После Андрея Белого читать Блока — все равно что из чадного балагана выйти в мрачную ночную тишь. Блок ясен и морозен, но в холодной дали плещутся неверно-ласковые звезды. И к ним, недостижимым, Блок устремляет свой путь: к Прекрасной Даме, которой — нет, которая — мечта, путь к которой — страданье. ‘Роза и Крест’ — драма Блока в первом сборнике ‘Сирин’ — о рыцарях, замках, певцах и турнирах, и все же драма эта — наша, близкая, русская. Драма зовет к страданью: нет радости выше страданья от любви к человеку. Это ли не русское? Уж что-что, а страдать мы умеем…
Вот и ремизовские сказы — тоже русские и тоже страдательные: о солнце — слезе Божией, об Ангеле погибельном, об Ангеле — страже мук… У Ремизова — не суть только, но и внешность его сказов — русская, коренная. Но не все это, не вся тут ремизовская сила, не ‘Крестовые сестры’ это, не ‘Неуемный бубен’…
Очень просты, непривычно просты стихи Ф. Сологуба в первом сборнике. Не идет к Сологубу простота, несложность. Все равно что Мефистофеля нарядить почтенным немецким буржуем, в зубы трубку, в руки — кружку пива. Неплохо — а не Мефистофель, нет.
В стихах Брюсова (второй сборник) — иная простота: наигранная, искусная. Брюсов — верен себе. Некоторые стихи — на диво хороши (‘Персидские четверостишия’), другие, где Брюсов — за Бальмонтом спустился к дикарям, — уж не так. Опасен путь к дикарям: Бальмонт дошел тем путем до знаменитых своих ‘Вицлипуцли’…

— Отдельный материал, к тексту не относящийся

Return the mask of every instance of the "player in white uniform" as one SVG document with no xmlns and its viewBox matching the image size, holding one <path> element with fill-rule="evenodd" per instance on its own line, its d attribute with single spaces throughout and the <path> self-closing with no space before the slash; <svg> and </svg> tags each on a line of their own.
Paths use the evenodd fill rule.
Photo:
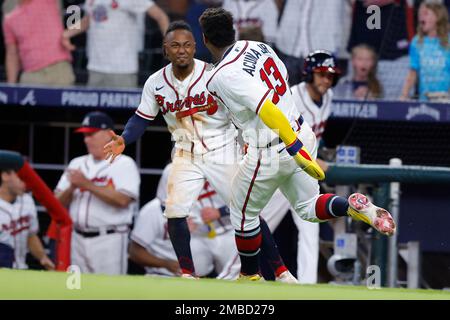
<svg viewBox="0 0 450 320">
<path fill-rule="evenodd" d="M 291 87 L 294 103 L 303 116 L 303 119 L 311 126 L 320 146 L 322 134 L 326 122 L 331 113 L 331 101 L 333 98 L 332 87 L 339 80 L 340 70 L 337 68 L 335 57 L 327 51 L 317 50 L 310 53 L 304 62 L 304 81 Z M 317 160 L 322 169 L 322 161 Z M 261 215 L 266 220 L 271 230 L 274 230 L 281 219 L 282 212 L 271 209 L 272 204 L 286 206 L 288 201 L 275 192 L 269 204 Z M 275 208 L 274 208 L 275 209 Z M 317 268 L 319 263 L 319 225 L 300 219 L 295 213 L 292 219 L 298 229 L 297 242 L 297 278 L 300 283 L 317 283 Z"/>
<path fill-rule="evenodd" d="M 241 154 L 237 130 L 230 123 L 228 111 L 218 108 L 206 90 L 209 66 L 193 59 L 195 41 L 188 24 L 171 23 L 164 51 L 171 63 L 146 81 L 136 114 L 128 121 L 122 136 L 111 132 L 113 141 L 104 150 L 106 157 L 114 161 L 161 111 L 176 142 L 164 215 L 168 218 L 169 236 L 182 276 L 193 278 L 195 268 L 186 217 L 206 180 L 229 203 L 231 180 Z M 265 237 L 272 238 L 270 232 Z"/>
<path fill-rule="evenodd" d="M 74 223 L 71 263 L 83 273 L 127 272 L 128 233 L 137 213 L 140 175 L 128 156 L 112 165 L 103 160 L 112 128 L 105 113 L 86 115 L 77 132 L 84 134 L 88 154 L 69 163 L 55 189 Z"/>
<path fill-rule="evenodd" d="M 27 253 L 30 252 L 36 260 L 47 270 L 55 269 L 54 263 L 45 253 L 39 239 L 39 222 L 36 206 L 29 194 L 17 197 L 13 204 L 15 215 L 14 230 L 14 268 L 28 269 Z"/>
<path fill-rule="evenodd" d="M 29 250 L 43 267 L 54 269 L 37 236 L 39 224 L 33 198 L 24 193 L 25 183 L 16 169 L 0 166 L 0 265 L 27 269 Z"/>
<path fill-rule="evenodd" d="M 171 167 L 169 164 L 164 169 L 158 184 L 157 198 L 141 209 L 131 233 L 130 257 L 143 266 L 152 266 L 145 268 L 147 274 L 173 276 L 181 272 L 169 239 L 167 218 L 163 216 Z M 220 273 L 237 252 L 233 228 L 229 216 L 226 216 L 228 210 L 221 210 L 225 216 L 212 225 L 206 225 L 201 219 L 202 210 L 222 209 L 224 206 L 223 200 L 206 182 L 188 220 L 192 235 L 192 257 L 199 277 L 207 276 L 213 270 Z"/>
<path fill-rule="evenodd" d="M 321 222 L 350 215 L 393 234 L 395 223 L 389 212 L 364 195 L 353 194 L 347 201 L 319 194 L 316 179 L 323 179 L 324 173 L 313 160 L 316 138 L 300 117 L 287 88 L 286 67 L 272 48 L 254 41 L 235 42 L 233 17 L 221 8 L 205 10 L 200 25 L 206 47 L 218 60 L 207 88 L 230 110 L 248 143 L 232 182 L 230 206 L 242 278 L 260 279 L 259 214 L 277 188 L 302 219 Z"/>
</svg>

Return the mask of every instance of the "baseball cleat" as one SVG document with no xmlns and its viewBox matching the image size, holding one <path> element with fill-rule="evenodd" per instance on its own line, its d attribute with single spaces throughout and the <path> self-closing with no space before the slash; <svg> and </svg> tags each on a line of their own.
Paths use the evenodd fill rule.
<svg viewBox="0 0 450 320">
<path fill-rule="evenodd" d="M 242 282 L 247 282 L 247 281 L 264 281 L 264 278 L 261 277 L 261 275 L 259 274 L 252 274 L 252 275 L 243 275 L 243 274 L 239 274 L 239 278 L 237 279 L 237 281 L 242 281 Z"/>
<path fill-rule="evenodd" d="M 375 206 L 365 195 L 361 193 L 350 195 L 348 204 L 347 212 L 353 219 L 371 225 L 384 235 L 392 236 L 395 233 L 395 221 L 391 214 L 387 210 Z"/>
<path fill-rule="evenodd" d="M 299 284 L 298 280 L 289 272 L 289 270 L 284 271 L 278 277 L 276 277 L 275 281 L 288 283 L 288 284 Z"/>
</svg>

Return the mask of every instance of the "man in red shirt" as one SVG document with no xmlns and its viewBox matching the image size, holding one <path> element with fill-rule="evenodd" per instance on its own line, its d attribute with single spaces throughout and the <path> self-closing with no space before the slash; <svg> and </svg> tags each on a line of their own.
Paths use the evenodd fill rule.
<svg viewBox="0 0 450 320">
<path fill-rule="evenodd" d="M 61 44 L 63 30 L 57 0 L 20 0 L 3 22 L 7 82 L 72 85 L 72 57 Z"/>
</svg>

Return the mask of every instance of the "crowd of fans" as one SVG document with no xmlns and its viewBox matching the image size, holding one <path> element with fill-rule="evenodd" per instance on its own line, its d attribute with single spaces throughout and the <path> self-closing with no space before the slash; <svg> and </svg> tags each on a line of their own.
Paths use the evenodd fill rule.
<svg viewBox="0 0 450 320">
<path fill-rule="evenodd" d="M 81 9 L 78 20 L 71 5 Z M 198 25 L 210 6 L 233 13 L 241 38 L 271 44 L 291 85 L 302 80 L 307 54 L 325 49 L 346 75 L 335 98 L 448 99 L 450 0 L 5 0 L 5 80 L 140 87 L 165 63 L 161 34 L 170 20 L 189 22 L 196 57 L 211 60 Z"/>
</svg>

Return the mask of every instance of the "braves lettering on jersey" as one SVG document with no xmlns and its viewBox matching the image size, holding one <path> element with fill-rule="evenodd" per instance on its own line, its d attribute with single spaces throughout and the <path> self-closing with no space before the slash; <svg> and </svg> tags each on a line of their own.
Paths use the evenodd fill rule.
<svg viewBox="0 0 450 320">
<path fill-rule="evenodd" d="M 235 138 L 229 115 L 218 108 L 214 97 L 205 89 L 206 62 L 196 60 L 193 73 L 183 81 L 173 76 L 172 64 L 154 73 L 146 81 L 136 114 L 153 120 L 161 111 L 176 147 L 203 154 Z"/>
<path fill-rule="evenodd" d="M 331 101 L 333 99 L 333 91 L 328 89 L 322 97 L 322 104 L 317 105 L 306 89 L 306 83 L 301 82 L 291 87 L 292 97 L 303 119 L 311 126 L 317 140 L 320 140 L 325 130 L 328 118 L 331 114 Z"/>
<path fill-rule="evenodd" d="M 96 161 L 92 155 L 84 155 L 73 159 L 68 169 L 81 170 L 86 178 L 96 185 L 114 188 L 136 200 L 126 208 L 118 208 L 107 204 L 87 190 L 76 189 L 69 207 L 75 228 L 89 231 L 99 227 L 131 224 L 133 214 L 137 210 L 140 185 L 139 171 L 133 159 L 121 155 L 110 164 L 105 160 Z M 69 186 L 67 174 L 64 173 L 55 191 L 64 191 Z"/>
<path fill-rule="evenodd" d="M 240 79 L 240 81 L 236 81 Z M 265 146 L 278 136 L 259 118 L 266 98 L 294 125 L 299 113 L 287 85 L 288 74 L 272 48 L 256 41 L 237 41 L 211 72 L 208 90 L 231 112 L 250 146 Z"/>
<path fill-rule="evenodd" d="M 14 248 L 14 207 L 0 199 L 0 243 Z"/>
<path fill-rule="evenodd" d="M 16 199 L 13 204 L 15 214 L 14 234 L 14 268 L 28 269 L 26 257 L 28 253 L 28 238 L 39 232 L 36 206 L 29 194 L 24 194 Z"/>
</svg>

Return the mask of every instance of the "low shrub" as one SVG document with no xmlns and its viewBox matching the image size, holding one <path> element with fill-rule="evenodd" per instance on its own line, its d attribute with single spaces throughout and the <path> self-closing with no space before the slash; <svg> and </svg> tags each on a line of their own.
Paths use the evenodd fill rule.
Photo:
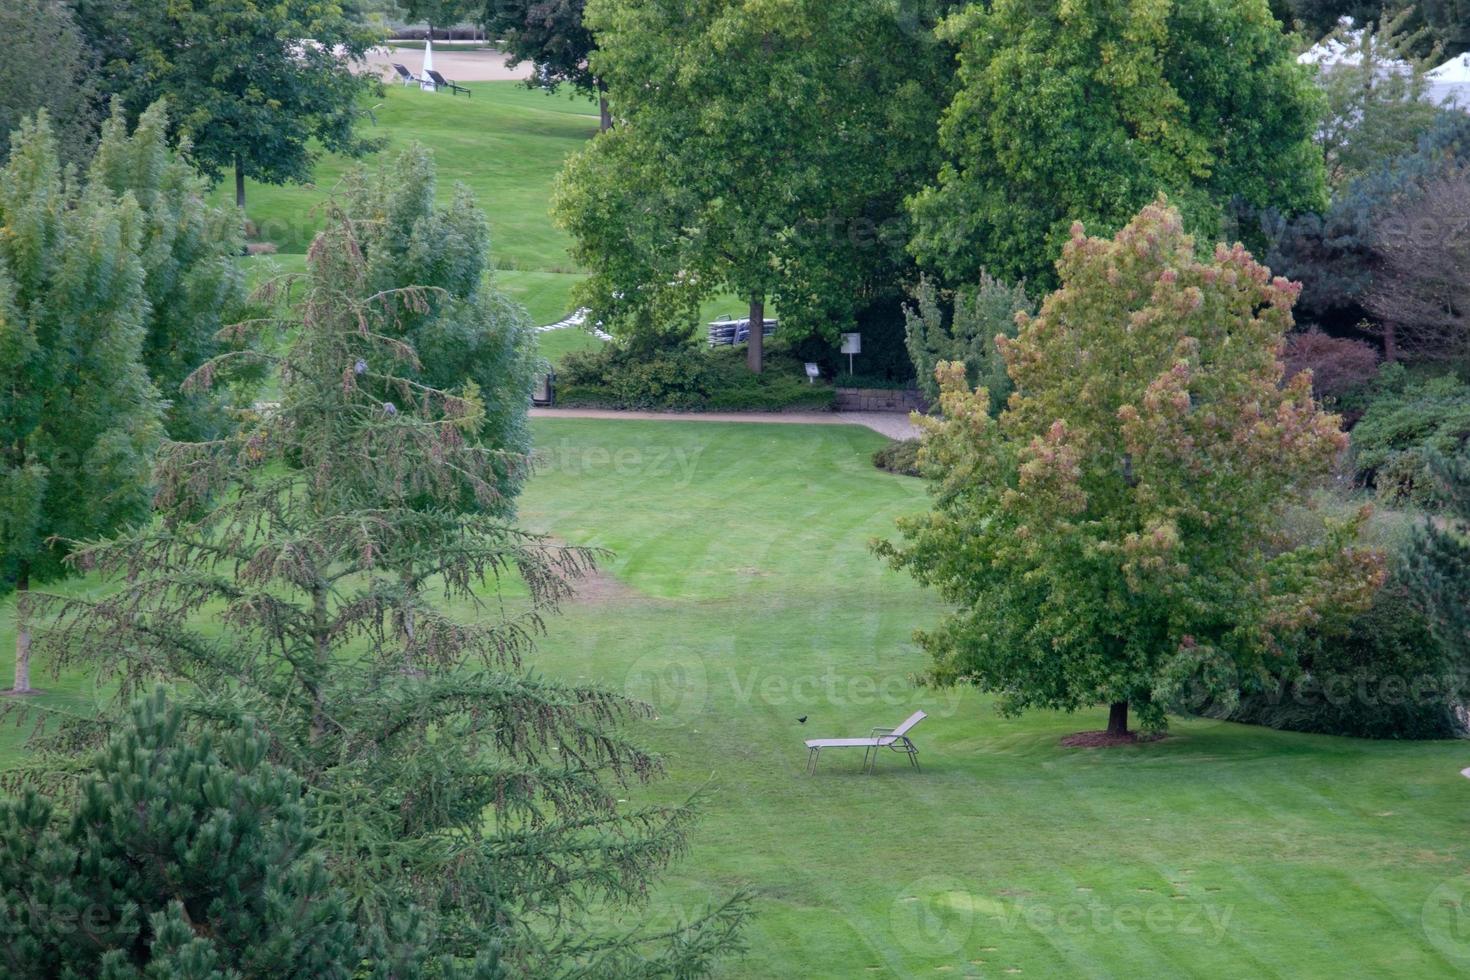
<svg viewBox="0 0 1470 980">
<path fill-rule="evenodd" d="M 1397 579 L 1345 635 L 1310 637 L 1298 670 L 1241 694 L 1231 708 L 1204 713 L 1297 732 L 1376 739 L 1457 738 L 1470 695 L 1429 620 Z"/>
<path fill-rule="evenodd" d="M 1467 440 L 1470 385 L 1450 375 L 1413 378 L 1402 366 L 1388 364 L 1353 429 L 1353 465 L 1383 502 L 1432 506 L 1429 454 L 1454 455 Z"/>
<path fill-rule="evenodd" d="M 1378 374 L 1378 351 L 1361 340 L 1330 337 L 1320 330 L 1293 334 L 1286 341 L 1286 377 L 1312 372 L 1312 393 L 1334 410 L 1343 399 L 1367 388 Z"/>
<path fill-rule="evenodd" d="M 738 348 L 634 353 L 608 344 L 568 354 L 557 372 L 557 404 L 575 408 L 780 412 L 830 409 L 833 398 L 789 355 L 773 354 L 752 374 Z"/>
<path fill-rule="evenodd" d="M 919 470 L 919 440 L 901 439 L 890 442 L 873 454 L 873 465 L 890 473 L 923 476 Z"/>
</svg>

Один праведник спасает, говорят, десять грешников. Но в ‘Сирине’ грехи нераскаянные Андрея Белого так велики по качеству и по количеству (350 стр. из 500!), что тянут ко дну целиком все сборники…
1914
КОММЕНТАРИИ
Впервые: Ежемесячный журнал. 1914. No 4. С. 157—158 (подпись: Евг. З.).
Печатается по: Сочинения. Т. 4. С. 497—499.
Очень просты… стихи Ф. Сологуба… — В первом сборнике напечатаны несколько триолетов Сологуба из циклов ‘Земля родная’ и ‘Очарование дорог’. Критик А. А. Измайлов писал о триолетах Сологуба: ‘Это заметки из дневника поэта, который записывает приходящие ему в голову звенящие строки, гуляя, читая газету, проезжая в вагоне поезда’… (Русское слово. 1914. 7 июня).
…Бальмонт дошел… до… своих ‘Вицлипуцли’… — Верховное божество ацтеков в стихотворении Бальмонта названо несколько иначе: Витцлипохтли (Бальмонт К. Зовы древности. СПб., 1908. С. 37).